Miami-Dade launches portal

Miami-Dade County, the largest metropolitan area in Florida, recently unveiled a portal that officials said would not only provide around-the-clock service, but would make government more efficient and accountable.

Although the portal was launched in April, Mayor Alex Penelas officially announced the site ( July 13. The portal, developed and hosted by IBM Corp. and EzGov Inc., includes the county's first three interactive functions, enabling people to:

    * Make occupational license renewals.

    * Pay parking tickets online.

    * Make requests for service, such as repairing a street pothole.

"I think this, over time, will allow us to collapse the space between citizens and the government," said Randy Witt, the county's chief information officer.

Miami-Dade, he said, has been studying, learning and planning for e-government applications since late 1999. A working group, including representatives from the county's 43 departments, talked with vendors and conducted a cost/benefit analysis of 170 interactive applications before narrowing the list down.

In addition to the current applications, Witt said the government is planning to develop eight more interactive applications, including paying property taxes online.

He said the county is exploring other payment methods, such as electronic checking, in addition to the credit card option already in use.
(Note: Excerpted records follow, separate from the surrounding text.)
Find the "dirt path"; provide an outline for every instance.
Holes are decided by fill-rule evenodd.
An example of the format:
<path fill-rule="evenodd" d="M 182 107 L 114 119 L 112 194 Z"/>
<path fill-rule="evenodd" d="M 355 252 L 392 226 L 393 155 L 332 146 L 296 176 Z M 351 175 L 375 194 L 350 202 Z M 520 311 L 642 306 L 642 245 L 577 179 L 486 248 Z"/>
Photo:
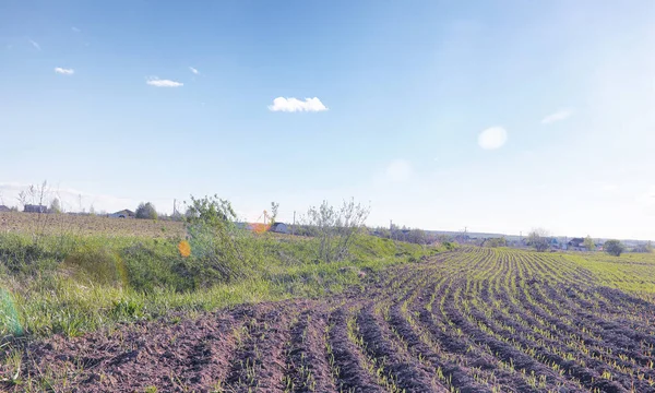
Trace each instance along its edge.
<path fill-rule="evenodd" d="M 627 322 L 655 306 L 564 269 L 466 249 L 331 298 L 56 336 L 0 391 L 655 392 L 654 329 Z"/>

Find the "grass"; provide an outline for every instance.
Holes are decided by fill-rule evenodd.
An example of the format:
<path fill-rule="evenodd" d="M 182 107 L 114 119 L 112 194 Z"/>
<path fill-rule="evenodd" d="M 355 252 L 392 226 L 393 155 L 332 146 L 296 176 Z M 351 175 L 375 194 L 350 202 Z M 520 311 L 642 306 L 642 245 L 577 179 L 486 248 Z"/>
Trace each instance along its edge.
<path fill-rule="evenodd" d="M 193 314 L 246 302 L 321 297 L 366 274 L 417 261 L 432 248 L 361 236 L 347 260 L 313 258 L 312 242 L 290 236 L 248 238 L 245 274 L 199 284 L 179 238 L 106 235 L 0 235 L 0 336 L 33 337 L 111 327 L 174 311 Z M 365 273 L 365 274 L 362 274 Z"/>
<path fill-rule="evenodd" d="M 655 253 L 567 253 L 564 258 L 588 270 L 599 285 L 655 299 Z"/>

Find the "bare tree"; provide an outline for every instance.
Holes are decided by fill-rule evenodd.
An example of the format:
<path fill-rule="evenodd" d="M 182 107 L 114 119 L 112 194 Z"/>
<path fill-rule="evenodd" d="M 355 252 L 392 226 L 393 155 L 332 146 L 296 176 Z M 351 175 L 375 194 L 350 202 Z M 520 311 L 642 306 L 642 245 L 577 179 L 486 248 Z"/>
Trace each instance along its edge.
<path fill-rule="evenodd" d="M 334 207 L 323 201 L 307 212 L 306 225 L 315 229 L 317 257 L 325 262 L 344 259 L 368 218 L 370 207 L 355 203 L 354 199 Z"/>
<path fill-rule="evenodd" d="M 550 234 L 544 228 L 533 229 L 527 236 L 527 245 L 532 246 L 538 252 L 548 250 L 550 246 Z"/>
<path fill-rule="evenodd" d="M 594 242 L 594 239 L 592 239 L 592 237 L 588 235 L 584 238 L 582 245 L 587 249 L 587 251 L 594 251 L 596 249 L 596 243 Z"/>

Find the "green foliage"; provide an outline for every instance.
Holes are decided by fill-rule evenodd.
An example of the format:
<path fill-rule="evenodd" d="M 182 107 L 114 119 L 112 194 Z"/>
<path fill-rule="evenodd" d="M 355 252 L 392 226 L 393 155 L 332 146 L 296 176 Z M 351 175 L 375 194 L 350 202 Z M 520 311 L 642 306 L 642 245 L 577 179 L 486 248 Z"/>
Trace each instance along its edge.
<path fill-rule="evenodd" d="M 50 202 L 50 213 L 61 213 L 61 204 L 59 203 L 59 199 L 55 198 L 52 202 Z"/>
<path fill-rule="evenodd" d="M 186 269 L 195 286 L 209 287 L 243 277 L 254 255 L 245 250 L 245 238 L 250 234 L 237 228 L 237 214 L 229 201 L 216 195 L 191 196 L 187 213 L 191 257 Z"/>
<path fill-rule="evenodd" d="M 245 230 L 236 236 L 250 262 L 239 266 L 242 274 L 225 281 L 222 276 L 209 279 L 206 267 L 194 266 L 210 261 L 194 259 L 193 246 L 192 255 L 182 258 L 177 251 L 179 238 L 48 236 L 33 249 L 28 236 L 0 235 L 0 250 L 4 247 L 13 255 L 27 257 L 14 258 L 11 270 L 5 259 L 0 262 L 2 296 L 10 299 L 0 307 L 13 307 L 0 311 L 13 315 L 0 321 L 0 336 L 14 334 L 16 326 L 38 336 L 75 336 L 171 311 L 324 296 L 358 285 L 361 272 L 419 261 L 437 251 L 360 236 L 348 259 L 326 263 L 315 259 L 315 243 L 305 237 L 257 236 Z"/>
<path fill-rule="evenodd" d="M 550 247 L 549 240 L 548 231 L 541 228 L 533 229 L 527 236 L 527 245 L 534 247 L 538 252 L 548 250 Z"/>
<path fill-rule="evenodd" d="M 645 243 L 638 245 L 632 251 L 651 253 L 653 252 L 653 243 L 651 242 L 651 240 L 648 240 Z"/>
<path fill-rule="evenodd" d="M 134 214 L 136 218 L 157 219 L 157 210 L 155 209 L 155 205 L 150 202 L 141 202 Z"/>
<path fill-rule="evenodd" d="M 369 213 L 369 207 L 356 204 L 353 199 L 344 201 L 341 207 L 334 207 L 327 201 L 318 207 L 311 206 L 306 225 L 315 231 L 317 259 L 333 262 L 347 258 L 352 243 L 364 234 Z"/>
<path fill-rule="evenodd" d="M 487 241 L 485 241 L 485 246 L 486 247 L 507 247 L 508 246 L 508 240 L 504 238 L 504 236 L 499 237 L 499 238 L 491 238 L 491 239 L 487 239 Z"/>
<path fill-rule="evenodd" d="M 603 249 L 610 255 L 620 257 L 626 250 L 626 247 L 620 240 L 612 239 L 607 240 L 603 246 Z"/>
<path fill-rule="evenodd" d="M 127 284 L 126 265 L 120 255 L 104 245 L 85 242 L 63 261 L 61 269 L 80 282 L 121 286 Z"/>
<path fill-rule="evenodd" d="M 588 251 L 594 251 L 596 249 L 596 243 L 591 236 L 584 238 L 584 242 L 582 243 Z"/>

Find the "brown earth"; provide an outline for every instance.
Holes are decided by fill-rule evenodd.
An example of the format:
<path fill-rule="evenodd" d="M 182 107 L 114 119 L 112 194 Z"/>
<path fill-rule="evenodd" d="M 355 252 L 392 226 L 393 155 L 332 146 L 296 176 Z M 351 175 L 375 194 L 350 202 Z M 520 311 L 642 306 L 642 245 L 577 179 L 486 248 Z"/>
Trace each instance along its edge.
<path fill-rule="evenodd" d="M 182 237 L 183 224 L 172 221 L 110 218 L 102 215 L 0 213 L 0 234 L 71 234 L 136 236 L 151 238 Z"/>
<path fill-rule="evenodd" d="M 644 321 L 654 320 L 653 303 L 597 287 L 550 255 L 465 249 L 331 298 L 34 342 L 23 348 L 24 382 L 0 386 L 648 393 L 655 325 Z"/>

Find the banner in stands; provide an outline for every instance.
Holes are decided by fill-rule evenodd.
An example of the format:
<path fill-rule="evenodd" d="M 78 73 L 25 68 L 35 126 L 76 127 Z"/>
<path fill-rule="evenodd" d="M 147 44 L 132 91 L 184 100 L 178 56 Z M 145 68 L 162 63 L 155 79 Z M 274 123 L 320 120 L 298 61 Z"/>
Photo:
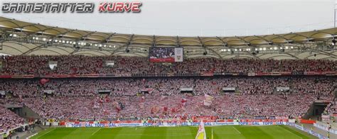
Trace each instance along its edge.
<path fill-rule="evenodd" d="M 232 121 L 232 122 L 204 122 L 205 126 L 259 126 L 259 125 L 287 125 L 287 120 L 275 121 Z M 100 123 L 100 122 L 67 122 L 65 127 L 120 127 L 120 126 L 198 126 L 200 122 L 137 122 L 137 123 Z"/>
<path fill-rule="evenodd" d="M 306 74 L 303 72 L 279 72 L 281 74 L 277 75 L 326 75 L 326 76 L 337 76 L 337 72 L 307 72 Z M 207 73 L 189 73 L 189 74 L 24 74 L 24 75 L 0 75 L 0 78 L 92 78 L 92 77 L 192 77 L 192 76 L 214 76 L 214 75 L 223 75 L 223 76 L 271 76 L 276 75 L 273 72 L 249 72 L 246 73 L 216 73 L 207 72 Z"/>
<path fill-rule="evenodd" d="M 212 104 L 212 101 L 213 100 L 213 96 L 211 96 L 208 94 L 205 94 L 205 100 L 203 101 L 203 105 L 205 106 L 210 106 Z"/>
<path fill-rule="evenodd" d="M 149 52 L 151 62 L 183 62 L 182 48 L 150 48 Z"/>
<path fill-rule="evenodd" d="M 54 93 L 55 90 L 43 90 L 43 93 L 46 93 L 47 94 L 51 94 Z"/>
<path fill-rule="evenodd" d="M 320 128 L 321 130 L 328 131 L 329 133 L 337 135 L 337 130 L 335 130 L 335 129 L 333 129 L 333 128 L 329 129 L 329 128 L 328 128 L 329 126 L 327 125 L 327 124 L 320 124 L 320 123 L 314 123 L 314 126 L 318 128 Z"/>

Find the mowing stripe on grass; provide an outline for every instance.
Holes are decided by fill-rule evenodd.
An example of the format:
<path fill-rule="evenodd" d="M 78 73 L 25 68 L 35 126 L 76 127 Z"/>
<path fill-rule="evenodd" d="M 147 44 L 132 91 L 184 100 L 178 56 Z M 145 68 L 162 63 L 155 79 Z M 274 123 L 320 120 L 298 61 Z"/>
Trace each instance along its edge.
<path fill-rule="evenodd" d="M 100 130 L 101 130 L 102 128 L 99 128 L 98 130 L 97 130 L 96 131 L 95 131 L 94 133 L 92 133 L 91 134 L 91 135 L 93 135 L 94 134 L 95 134 L 97 132 L 98 132 Z"/>
<path fill-rule="evenodd" d="M 55 129 L 56 129 L 56 128 L 52 129 L 52 130 L 49 130 L 49 131 L 48 131 L 48 132 L 46 132 L 46 133 L 43 133 L 43 134 L 42 134 L 42 135 L 38 136 L 38 138 L 36 138 L 36 139 L 38 139 L 38 138 L 42 137 L 42 136 L 46 135 L 47 133 L 50 133 L 50 132 L 51 132 L 52 130 L 55 130 Z"/>
<path fill-rule="evenodd" d="M 240 130 L 237 130 L 237 129 L 235 128 L 235 126 L 231 126 L 231 127 L 233 128 L 234 130 L 236 130 L 238 133 L 241 134 L 241 133 L 240 132 Z"/>
<path fill-rule="evenodd" d="M 300 137 L 299 135 L 296 135 L 296 134 L 295 134 L 295 133 L 294 133 L 291 132 L 290 130 L 288 130 L 288 129 L 287 129 L 287 128 L 283 128 L 282 126 L 277 126 L 277 127 L 278 127 L 278 128 L 281 128 L 284 129 L 284 130 L 286 130 L 287 132 L 288 132 L 288 133 L 290 133 L 291 134 L 292 134 L 292 135 L 296 135 L 296 136 L 299 137 L 299 138 L 301 138 L 301 139 L 302 138 L 301 138 L 301 137 Z"/>

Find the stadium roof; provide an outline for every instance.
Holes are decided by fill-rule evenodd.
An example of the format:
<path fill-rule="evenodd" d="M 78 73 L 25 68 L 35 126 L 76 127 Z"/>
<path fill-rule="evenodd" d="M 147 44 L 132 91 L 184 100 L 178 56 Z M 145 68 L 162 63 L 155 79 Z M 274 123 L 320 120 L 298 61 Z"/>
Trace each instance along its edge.
<path fill-rule="evenodd" d="M 112 26 L 113 28 L 113 26 Z M 188 57 L 210 56 L 218 58 L 260 57 L 266 55 L 262 51 L 275 51 L 283 58 L 306 58 L 310 55 L 298 57 L 291 54 L 290 48 L 311 50 L 310 55 L 325 55 L 321 58 L 336 59 L 337 53 L 315 50 L 317 42 L 331 40 L 337 34 L 337 28 L 301 33 L 272 34 L 252 36 L 232 37 L 183 37 L 157 36 L 134 34 L 119 34 L 97 31 L 80 30 L 28 23 L 16 19 L 0 17 L 1 34 L 16 33 L 16 39 L 3 40 L 1 53 L 9 55 L 139 55 L 147 56 L 150 47 L 183 47 Z M 55 42 L 50 45 L 36 40 Z M 23 39 L 26 41 L 23 41 Z M 36 39 L 38 40 L 38 39 Z M 63 41 L 64 40 L 64 41 Z M 78 45 L 75 48 L 69 42 Z M 82 43 L 80 43 L 82 42 Z M 84 43 L 83 43 L 84 42 Z M 84 43 L 84 45 L 83 45 Z M 82 45 L 81 45 L 82 44 Z M 14 45 L 17 45 L 14 47 Z M 287 50 L 286 48 L 288 48 Z M 126 49 L 130 50 L 129 52 Z M 228 51 L 230 50 L 230 51 Z M 260 53 L 254 53 L 260 50 Z M 205 55 L 207 52 L 207 55 Z M 306 52 L 305 51 L 304 52 Z M 267 53 L 266 53 L 267 52 Z M 314 53 L 313 53 L 314 52 Z M 237 53 L 237 55 L 235 55 Z M 269 52 L 270 54 L 270 52 Z M 276 54 L 274 54 L 276 55 Z M 273 57 L 274 56 L 273 55 Z M 306 58 L 307 58 L 306 57 Z M 283 59 L 282 58 L 282 59 Z"/>

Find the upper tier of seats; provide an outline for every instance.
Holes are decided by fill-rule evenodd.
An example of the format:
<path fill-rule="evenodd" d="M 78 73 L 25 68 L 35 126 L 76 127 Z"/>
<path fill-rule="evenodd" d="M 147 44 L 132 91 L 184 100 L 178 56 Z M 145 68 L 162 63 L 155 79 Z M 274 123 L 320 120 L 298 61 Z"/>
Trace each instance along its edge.
<path fill-rule="evenodd" d="M 105 65 L 114 62 L 113 67 Z M 162 65 L 141 57 L 3 56 L 0 74 L 186 74 L 268 72 L 337 71 L 337 61 L 327 60 L 257 60 L 215 58 L 186 59 L 183 62 Z M 51 70 L 50 61 L 57 61 Z"/>

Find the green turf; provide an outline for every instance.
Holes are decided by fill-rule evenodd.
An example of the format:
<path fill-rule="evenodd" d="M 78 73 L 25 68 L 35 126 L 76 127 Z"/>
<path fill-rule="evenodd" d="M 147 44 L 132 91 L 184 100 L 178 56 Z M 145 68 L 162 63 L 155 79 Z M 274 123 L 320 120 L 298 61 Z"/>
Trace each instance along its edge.
<path fill-rule="evenodd" d="M 196 126 L 183 127 L 124 127 L 124 128 L 50 128 L 32 138 L 195 138 Z M 205 127 L 208 138 L 316 138 L 306 133 L 286 126 L 213 126 Z"/>

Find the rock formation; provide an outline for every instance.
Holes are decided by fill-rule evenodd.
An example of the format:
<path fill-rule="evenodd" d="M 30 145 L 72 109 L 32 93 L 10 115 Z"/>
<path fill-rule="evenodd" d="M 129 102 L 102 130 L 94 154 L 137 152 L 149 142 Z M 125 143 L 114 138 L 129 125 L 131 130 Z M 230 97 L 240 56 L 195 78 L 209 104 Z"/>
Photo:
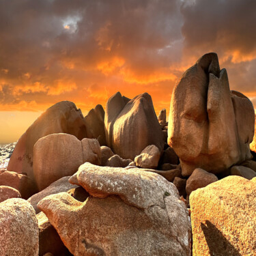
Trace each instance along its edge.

Witt also said he's "absolutely opposed" to charging convenience fees for citizen applications. "We make things cheaper and easier for us, and we're going to charge the citizens for it?" he asked.

The portal includes an easily navigable directory so users can search for services rather than departments, he said. The county has so many jurisdictions — including 30 municipalities, the South Florida Water Management Agency and the Metro-Dade Expressway Authority — he said it's difficult for citizens to figure out what agency performs what service.

Although the county has large Hispanic and Haitian communities, the portal is only offered in English. Witt said the county evaluated several translation programs and didn't find one that was satisfactory. He said the county does have call centers with people who speak Spanish and Creole.

Penelas said the translation problem is something the government will tackle and probably will develop a model for other governments to emulate. He said one of the main challenges in the county, which has about 2.5 million people, is the digital divide.

"We are a poor community. We are immigrant-rich," he said. "Not everyone has a computer at home."

He said he would be holding press conferences in public libraries to encourage people to go to their local library to access the portal.